Suppose you have an object made up from two parts, $A$ and $B$, then the total moment of inertia is the sum of the moments of inertia of the two parts:

$$I_{tot} = I_A + I_B$$

So if $A$ is the object with the square hole and $B$ is the square that fills the hole then it's quite correct so say:

$$I_A = I_{tot} - I_B$$

However there are two things to consider. Firstly the moment of inertia of a square plate about a perpendicular axis through its centre is:

$$I = \frac{ML^2}{6}$$

so that's a $6$ in the denominator not a $12$. Secondly if the square you cut out is not centred on the axis you need to calculate its moment of inertia using the parallel axis theorem.
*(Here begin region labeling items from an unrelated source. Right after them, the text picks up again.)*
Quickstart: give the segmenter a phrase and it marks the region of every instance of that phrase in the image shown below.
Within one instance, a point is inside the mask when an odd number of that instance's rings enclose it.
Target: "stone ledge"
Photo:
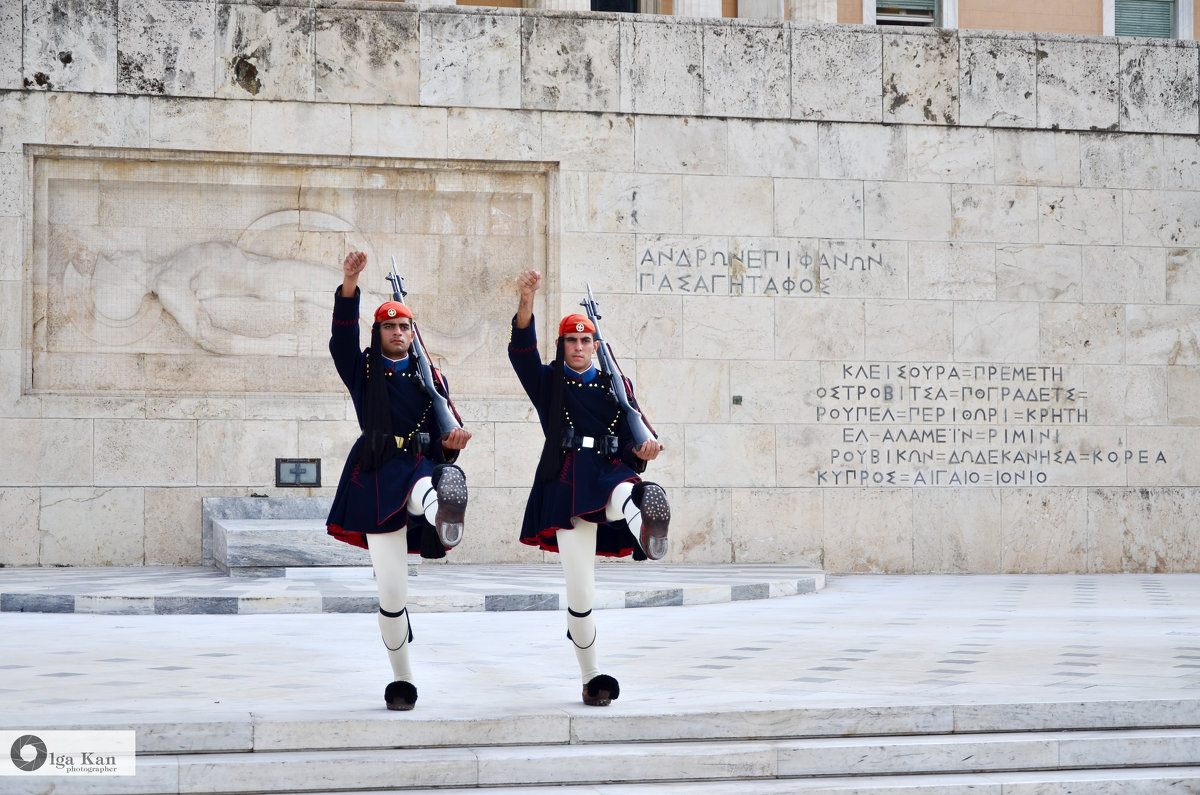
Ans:
[[[557,564],[427,563],[410,569],[409,606],[419,612],[562,610]],[[283,574],[283,575],[281,575]],[[355,576],[356,575],[356,576]],[[595,609],[689,606],[815,593],[820,569],[778,564],[596,567]],[[230,578],[211,567],[0,569],[0,612],[107,615],[256,615],[374,612],[370,568],[346,576],[278,569]]]

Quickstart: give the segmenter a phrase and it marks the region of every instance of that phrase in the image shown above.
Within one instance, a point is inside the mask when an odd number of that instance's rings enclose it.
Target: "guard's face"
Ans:
[[[592,354],[598,347],[600,343],[586,331],[563,335],[563,355],[566,358],[566,366],[575,372],[583,372],[592,366]]]
[[[413,322],[397,317],[379,323],[379,347],[389,359],[403,359],[413,343]]]

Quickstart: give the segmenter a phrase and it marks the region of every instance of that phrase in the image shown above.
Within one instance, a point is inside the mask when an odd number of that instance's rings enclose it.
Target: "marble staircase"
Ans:
[[[332,538],[323,519],[215,519],[212,562],[230,575],[282,576],[294,567],[370,567],[371,555]]]
[[[422,718],[419,706],[347,719],[157,722],[136,725],[136,781],[64,777],[38,785],[247,794],[1200,791],[1195,703],[582,710]],[[1164,715],[1176,716],[1172,725],[1163,725]]]

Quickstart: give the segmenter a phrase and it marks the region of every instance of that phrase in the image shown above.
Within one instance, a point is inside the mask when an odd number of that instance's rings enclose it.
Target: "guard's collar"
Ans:
[[[586,384],[587,383],[592,383],[593,381],[595,381],[595,377],[596,377],[596,366],[594,364],[588,365],[587,370],[584,370],[583,372],[580,372],[577,370],[571,370],[571,367],[568,366],[568,364],[564,361],[563,363],[563,371],[566,373],[568,378],[578,378],[580,381],[582,381]]]
[[[392,372],[403,372],[408,370],[409,355],[406,353],[403,359],[389,359],[388,357],[379,354],[383,358],[383,366],[388,367]]]

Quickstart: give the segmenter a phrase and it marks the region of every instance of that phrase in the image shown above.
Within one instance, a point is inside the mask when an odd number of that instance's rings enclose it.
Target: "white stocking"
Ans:
[[[575,645],[583,683],[600,675],[596,662],[596,624],[592,617],[596,580],[596,526],[574,520],[574,530],[558,531],[558,557],[566,579],[566,628]]]
[[[427,478],[426,478],[427,479]],[[413,669],[408,663],[408,534],[403,530],[391,533],[367,533],[371,566],[379,587],[379,633],[388,647],[392,679],[412,682]]]

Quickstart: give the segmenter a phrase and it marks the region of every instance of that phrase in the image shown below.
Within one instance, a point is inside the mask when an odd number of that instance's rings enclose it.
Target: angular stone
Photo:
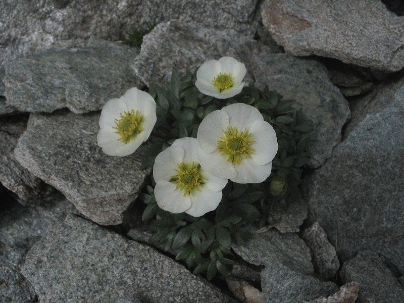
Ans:
[[[352,114],[357,118],[345,139],[305,187],[341,260],[371,249],[402,273],[404,79],[385,89],[388,95],[378,94]]]
[[[327,298],[319,298],[304,303],[355,303],[359,291],[359,284],[356,282],[347,283],[339,290]]]
[[[73,216],[35,244],[22,273],[41,303],[234,301],[150,247]]]
[[[13,152],[20,136],[26,128],[26,116],[0,120],[0,182],[15,193],[22,204],[48,196],[55,191],[22,167]]]
[[[320,277],[324,280],[331,279],[339,269],[339,261],[324,230],[315,222],[303,231],[301,237],[310,248],[314,267]]]
[[[256,87],[262,89],[267,85],[285,99],[295,100],[296,109],[313,122],[309,165],[322,165],[339,142],[350,113],[348,103],[330,81],[326,68],[314,60],[285,54],[254,54],[250,61]]]
[[[255,234],[245,246],[233,244],[234,252],[256,265],[279,263],[303,275],[313,273],[310,251],[295,233],[281,234],[276,230]]]
[[[34,288],[19,268],[0,259],[0,302],[37,302]]]
[[[184,74],[187,71],[193,72],[208,60],[229,56],[246,65],[244,82],[250,84],[249,56],[263,49],[271,52],[269,47],[251,36],[240,35],[234,30],[190,26],[182,21],[172,20],[159,24],[144,37],[140,54],[132,68],[149,85],[169,80],[173,69]]]
[[[358,303],[404,302],[404,289],[385,261],[377,254],[364,251],[344,263],[340,272],[342,281],[356,281],[360,285]]]
[[[261,272],[261,280],[262,292],[268,303],[300,303],[330,295],[338,290],[332,282],[321,282],[277,262],[267,265]]]
[[[404,19],[381,1],[266,0],[263,23],[293,56],[316,55],[389,72],[404,67]]]
[[[140,169],[144,145],[125,157],[102,152],[96,142],[99,118],[99,112],[32,114],[14,154],[84,216],[100,224],[119,224],[150,172]]]
[[[50,231],[55,222],[76,211],[62,196],[26,207],[15,202],[9,209],[0,213],[0,256],[20,266],[28,251]]]
[[[141,88],[128,65],[138,48],[93,39],[85,44],[8,62],[7,104],[24,112],[50,113],[67,107],[83,113],[100,110],[130,87]]]
[[[122,39],[134,30],[181,19],[254,35],[258,0],[70,0],[0,2],[0,65],[43,49],[59,40]]]

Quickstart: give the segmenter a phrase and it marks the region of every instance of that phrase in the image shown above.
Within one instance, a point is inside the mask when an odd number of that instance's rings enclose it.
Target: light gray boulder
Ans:
[[[381,1],[266,0],[264,25],[286,52],[388,72],[404,67],[404,18]]]
[[[150,171],[140,169],[144,145],[125,157],[102,152],[96,141],[99,118],[99,112],[31,114],[14,155],[84,216],[100,224],[116,225]]]
[[[234,302],[149,246],[71,216],[27,256],[22,272],[41,303]]]

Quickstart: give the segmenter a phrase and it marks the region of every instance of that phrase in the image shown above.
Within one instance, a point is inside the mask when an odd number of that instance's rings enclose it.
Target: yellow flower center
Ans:
[[[229,74],[220,73],[213,79],[213,84],[222,91],[233,86],[233,78]]]
[[[176,175],[170,177],[170,182],[177,184],[175,190],[180,189],[184,192],[184,196],[193,194],[195,190],[200,189],[205,184],[201,173],[202,169],[199,163],[192,162],[192,164],[182,162],[178,164],[178,168],[175,169]]]
[[[240,132],[234,126],[228,126],[226,130],[222,131],[224,136],[218,140],[217,148],[219,153],[227,157],[227,161],[233,164],[240,164],[243,159],[251,158],[254,149],[251,147],[255,142],[254,136],[247,128]]]
[[[121,136],[118,140],[121,140],[126,144],[143,131],[142,124],[144,117],[139,113],[139,111],[135,113],[133,109],[130,112],[124,112],[123,114],[119,115],[121,119],[115,119],[116,127],[113,128],[117,130],[115,133]]]

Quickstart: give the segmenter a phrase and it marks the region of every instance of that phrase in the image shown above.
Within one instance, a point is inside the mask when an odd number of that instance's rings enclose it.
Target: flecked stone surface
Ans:
[[[141,88],[129,66],[138,48],[98,40],[83,44],[6,63],[7,104],[24,112],[50,113],[67,107],[83,113],[100,110],[131,87]]]
[[[0,257],[21,266],[34,243],[50,232],[50,226],[77,211],[60,196],[26,207],[15,202],[0,212]]]
[[[305,187],[309,207],[340,259],[371,249],[402,273],[404,81],[399,83],[391,98],[380,95],[359,110],[361,119]]]
[[[181,19],[254,35],[258,0],[33,0],[0,2],[0,65],[62,39],[122,39],[135,30]]]
[[[55,191],[14,159],[13,152],[26,129],[27,119],[25,116],[0,119],[0,182],[15,193],[23,204],[34,203]]]
[[[268,85],[284,98],[295,100],[296,108],[313,121],[309,165],[322,165],[339,142],[350,113],[347,102],[330,81],[325,67],[315,60],[285,54],[257,54],[251,61],[257,87]]]
[[[355,303],[359,291],[359,284],[356,282],[347,283],[341,286],[339,290],[326,298],[319,298],[304,303]]]
[[[126,157],[104,154],[96,142],[99,118],[99,112],[32,114],[14,154],[84,216],[100,224],[119,224],[149,173],[140,170],[145,147]]]
[[[266,266],[261,279],[263,294],[268,303],[300,303],[330,295],[338,290],[332,282],[321,282],[277,262]]]
[[[148,246],[73,216],[35,244],[22,272],[41,303],[88,297],[116,303],[132,296],[142,302],[234,301]]]
[[[281,234],[276,230],[254,234],[248,245],[233,244],[234,252],[256,265],[278,262],[304,275],[314,272],[310,251],[295,233]]]
[[[381,1],[266,0],[263,23],[293,56],[311,55],[390,72],[404,67],[404,18]]]
[[[20,272],[17,266],[0,259],[0,302],[36,302],[32,285]]]
[[[339,261],[324,230],[315,222],[303,231],[301,236],[310,248],[313,264],[320,277],[324,280],[332,279],[339,269]]]
[[[357,303],[404,302],[404,289],[385,263],[383,257],[364,251],[344,263],[342,281],[356,281],[360,285]]]

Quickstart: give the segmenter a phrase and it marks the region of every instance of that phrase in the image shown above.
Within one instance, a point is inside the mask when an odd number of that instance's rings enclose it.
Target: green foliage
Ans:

• okay I was wrong with the denominator , I got it . Thanks Commented Jan 10, 2017 at 15:59
• This is incorrect. Care must be taken to define $M$ here in order to do this. Commented Jan 12, 2023 at 21:00

Moments of inertia do not add up or subtract like areas.

Take the example of a hollow cylinder, with inner diameter $$d_I$$ and outer diameter $$d_O$$.

The MMOI of a solid rod with diameter $$d$$ is $$I_{\rm solid} = \tfrac{m}{2} \left( \tfrac{d}{2} \right)^2 = m \tfrac{d^2}{8} \tag{1}$$

So you might be tempted to write the MMOI of a hollow cylinder as

$$I_{\rm hollow} = m \tfrac{d_O^2}{8} - m \tfrac{d_I^2}{8}$$

But this is wrong

$$I_{\rm hollow} = m \left( \tfrac{d_O^2}{8} + \tfrac{d_I^2}{8} \right) \tag{2}$$

But how?

This is because you subtract the volumes of the two solids and because they have the same density the final mass $$m$$ that appears in the formula is not the same as the $$m$$ in the formula for the solid rod.

The mass of a hollow rod is

$$m = \int_{d_I/2}^{d_O/2} \rho \ell (2 \pi r)\,{\rm d}r = \rho \pi \ell \tfrac{d_O^2-d_I^2}{4} \tag{3}$$

which is used to find the density

$$\rho = \frac{4 m}{\pi \ell ( d_O^2-d_I^2) } \tag{4}$$

Now the MMOI can be calculated from the geometry and the density

$$I_{\rm hollow} = \int_{d_I/2}^{d_O/2} \rho \ell r^2 (2 \pi r)\,{\rm d}r = \rho 2 \pi \ell \left( \tfrac{d_O^2}{64} - \tfrac{d_I^2}{64} \right) \tag{5}$$

Now combine (4) and (5) and simplify to get (2)

This calculation hinges on the following algebra

$$\tfrac{d_o^4-d_I^4}{d_O^2-d_I^2} = \tfrac{ (d_O^2-d_I^2)(d_O^2+d_I^2)}{d_O^2-d_I^2} = (d_O^2+d_I^2)$$

So no, you cannot intuitively add/subtract MMOI of solids like you can with areas and volumes.

If you take care to use the appropriate mass, then you can do this

$$I_{\rm hollow} = m_O \tfrac{d_O^2}{8} - m_I \tfrac{d_I^2}{8} \tag{6}$$

this is identical to (2) given that $$m = m_O - m_I$$.

Also note that if the MMOI you are adding or subtracting is at an offset parallel axis, then you must account for the perpendicular offset $$h$$. For example:

$$I_{\rm sum} = I_1 + \left( I_2 + m_2 h_2^2 \right)$$

To add or subtract moments of inertia of a global element, the different parts of this element must be calculated according to THE SAME AXIS; a void area could, for instance, be subtracted!

If those initial inertias are not considered with respect to the same axis, you can use the Huygens-Steiner theorem to change them to the same axis.